What is the most likely diagnosis for a full-term neonate with spontaneous soft tissue bleeding, joint swelling suggestive of hemarthrosis, normal platelet count, normal prothrombin time (PT), prolonged activated partial thromboplastin time (aPTT) that fails to correct with mixing studies?

Diagnosis: Maternal Autoantibodies Leading to Acquired Hemophilia A

The most likely diagnosis is maternal autoantibodies leading to acquired hemophilia A, as the failure of aPTT to correct on mixing studies indicates the presence of an inhibitor rather than a factor deficiency.

Diagnostic Reasoning

Laboratory Pattern Analysis

The clinical presentation demonstrates a classic pattern for acquired hemophilia A rather than congenital factor deficiencies:

• Prolonged aPTT with failed mixing study correction is the hallmark finding that distinguishes acquired hemophilia A from congenital hemophilia 1
• The mixing test failure indicates an inhibitory substance (autoantibody) rather than simple factor deficiency, as factor deficiencies would correct when mixed with normal plasma 1
• Normal platelet count and normal PT exclude platelet disorders (Bernard-Soulier syndrome, neonatal alloimmune thrombocytopenia) and extrinsic pathway defects 2

Why Not Factor VIII Deficiency (Hemophilia A)?

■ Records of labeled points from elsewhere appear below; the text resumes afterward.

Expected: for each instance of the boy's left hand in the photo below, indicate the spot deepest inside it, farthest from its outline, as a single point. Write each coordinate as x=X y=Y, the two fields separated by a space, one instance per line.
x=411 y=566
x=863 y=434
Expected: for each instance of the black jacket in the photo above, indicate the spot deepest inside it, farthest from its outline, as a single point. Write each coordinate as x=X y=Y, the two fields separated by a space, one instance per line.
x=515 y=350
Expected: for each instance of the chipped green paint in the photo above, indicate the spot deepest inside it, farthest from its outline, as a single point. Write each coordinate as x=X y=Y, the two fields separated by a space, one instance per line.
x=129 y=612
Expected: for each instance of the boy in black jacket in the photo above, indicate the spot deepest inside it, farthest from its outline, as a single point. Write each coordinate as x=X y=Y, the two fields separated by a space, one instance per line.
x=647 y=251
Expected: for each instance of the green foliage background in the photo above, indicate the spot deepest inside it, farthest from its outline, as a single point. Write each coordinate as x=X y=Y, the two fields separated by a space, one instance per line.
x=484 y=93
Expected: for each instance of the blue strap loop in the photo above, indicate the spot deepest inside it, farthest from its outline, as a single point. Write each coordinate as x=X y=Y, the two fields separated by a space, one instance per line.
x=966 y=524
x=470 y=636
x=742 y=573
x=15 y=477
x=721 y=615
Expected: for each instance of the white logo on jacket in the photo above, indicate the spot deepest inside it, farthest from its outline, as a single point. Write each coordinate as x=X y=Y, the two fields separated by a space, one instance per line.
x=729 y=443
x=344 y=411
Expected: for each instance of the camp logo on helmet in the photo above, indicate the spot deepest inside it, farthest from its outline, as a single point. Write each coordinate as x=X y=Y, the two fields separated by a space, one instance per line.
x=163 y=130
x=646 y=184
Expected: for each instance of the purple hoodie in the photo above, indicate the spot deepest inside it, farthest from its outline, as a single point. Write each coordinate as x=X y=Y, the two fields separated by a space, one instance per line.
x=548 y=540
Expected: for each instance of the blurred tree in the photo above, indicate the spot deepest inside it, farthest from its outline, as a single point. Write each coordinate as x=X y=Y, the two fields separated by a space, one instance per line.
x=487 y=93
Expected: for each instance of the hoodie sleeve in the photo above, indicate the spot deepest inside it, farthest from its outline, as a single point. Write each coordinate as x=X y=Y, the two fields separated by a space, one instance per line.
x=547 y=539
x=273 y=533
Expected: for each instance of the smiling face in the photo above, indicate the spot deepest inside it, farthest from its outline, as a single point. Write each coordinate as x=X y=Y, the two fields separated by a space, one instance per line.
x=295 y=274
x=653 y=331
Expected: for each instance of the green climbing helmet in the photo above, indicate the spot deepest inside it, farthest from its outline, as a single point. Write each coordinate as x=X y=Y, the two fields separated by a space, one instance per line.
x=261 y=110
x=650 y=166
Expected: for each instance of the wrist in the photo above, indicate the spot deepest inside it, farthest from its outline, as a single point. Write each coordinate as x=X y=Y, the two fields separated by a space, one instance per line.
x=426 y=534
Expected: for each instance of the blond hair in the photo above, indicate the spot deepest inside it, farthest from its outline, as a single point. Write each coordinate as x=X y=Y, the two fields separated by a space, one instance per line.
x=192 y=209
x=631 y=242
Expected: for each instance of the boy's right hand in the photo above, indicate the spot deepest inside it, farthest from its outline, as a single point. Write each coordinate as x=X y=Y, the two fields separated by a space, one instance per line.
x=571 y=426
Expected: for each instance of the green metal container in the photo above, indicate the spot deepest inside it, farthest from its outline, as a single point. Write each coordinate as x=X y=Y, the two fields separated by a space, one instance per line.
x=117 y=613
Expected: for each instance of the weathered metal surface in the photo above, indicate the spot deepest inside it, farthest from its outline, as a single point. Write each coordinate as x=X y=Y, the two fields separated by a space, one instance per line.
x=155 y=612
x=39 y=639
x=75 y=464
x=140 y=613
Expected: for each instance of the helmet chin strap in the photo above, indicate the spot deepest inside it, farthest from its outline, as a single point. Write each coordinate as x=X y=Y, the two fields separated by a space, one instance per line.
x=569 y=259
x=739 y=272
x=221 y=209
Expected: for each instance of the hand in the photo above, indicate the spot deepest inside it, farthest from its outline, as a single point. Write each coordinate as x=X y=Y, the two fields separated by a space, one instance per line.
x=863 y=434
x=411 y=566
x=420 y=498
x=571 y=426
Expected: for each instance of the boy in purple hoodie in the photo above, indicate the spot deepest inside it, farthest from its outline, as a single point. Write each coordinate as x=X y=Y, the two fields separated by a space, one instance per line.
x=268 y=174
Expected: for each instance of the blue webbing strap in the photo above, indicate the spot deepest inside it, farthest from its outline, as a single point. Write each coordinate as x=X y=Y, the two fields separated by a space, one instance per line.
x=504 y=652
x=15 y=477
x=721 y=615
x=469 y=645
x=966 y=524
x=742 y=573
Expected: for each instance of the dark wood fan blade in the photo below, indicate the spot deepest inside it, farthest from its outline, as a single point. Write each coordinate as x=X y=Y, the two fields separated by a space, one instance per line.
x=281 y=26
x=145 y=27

Factor VIII deficiency (congenital hemophilia A) would show aPTT correction on mixing studies because adding normal plasma provides the missing factor 1. The key distinguishing feature here is:

• In congenital hemophilia: mixing study corrects immediately because you're simply replacing the missing factor 1
• In acquired hemophilia: mixing study fails to correct because autoantibodies neutralize the factor VIII in the normal plasma 1

The guideline explicitly states: "Prolongation of the aPTT in a mixture of patient and normal plasma after a 1-2 h incubation compared to an immediate mix is typical of FVIII autoantibodies" 1

Clinical Context Supporting Acquired Hemophilia A

• Neonatal presentation with spontaneous bleeding and hemarthrosis in the setting of maternal autoantibodies is consistent with transplacentally transferred anti-factor VIII antibodies 3, 4
• Acquired hemophilia A characteristically presents with spontaneous soft tissue bleeding, though hemarthrosis is less common than in congenital hemophilia 5
• The postpartum/neonatal period is a recognized time for acquired hemophilia A manifestation due to maternal autoantibody transfer 3, 4

Excluding Other Diagnoses

Bernard-Soulier syndrome and neonatal alloimmune thrombocytopenia are excluded because:

• Both would present with thrombocytopenia, not a normal platelet count 2
• Both would have normal aPTT, as they are platelet disorders not affecting the intrinsic coagulation pathway 2

Confirmatory Testing Required

To definitively establish the diagnosis, the following should be performed immediately:

• Factor VIII activity level measurement - will be reduced in acquired hemophilia A 1
• Bethesda assay to quantify the factor VIII inhibitor titer, though it may underestimate autoantibody potency due to type 2 kinetics 1
• Factor VIII antibody ELISA if results are ambiguous or to distinguish from lupus anticoagulant 1
• Lupus anticoagulant testing to exclude this alternative cause of non-correcting mixing studies 1

Critical Management Considerations

Given the high mortality risk (9-31% in historical series) associated with acquired hemophilia A 1:

• Immediate hemostatic control is the priority using bypassing agents (recombinant activated factor VII or activated prothrombin complex concentrate) 1
• Immunosuppressive therapy should be initiated immediately upon diagnosis to eradicate autoantibodies 1
• In neonates with maternally-derived antibodies, the condition may be transient as maternal antibodies clear 6

The combination of failed mixing study correction with spontaneous bleeding in a neonate strongly indicates maternal autoantibodies causing acquired hemophilia A rather than congenital factor VIII deficiency 3, 4, 5.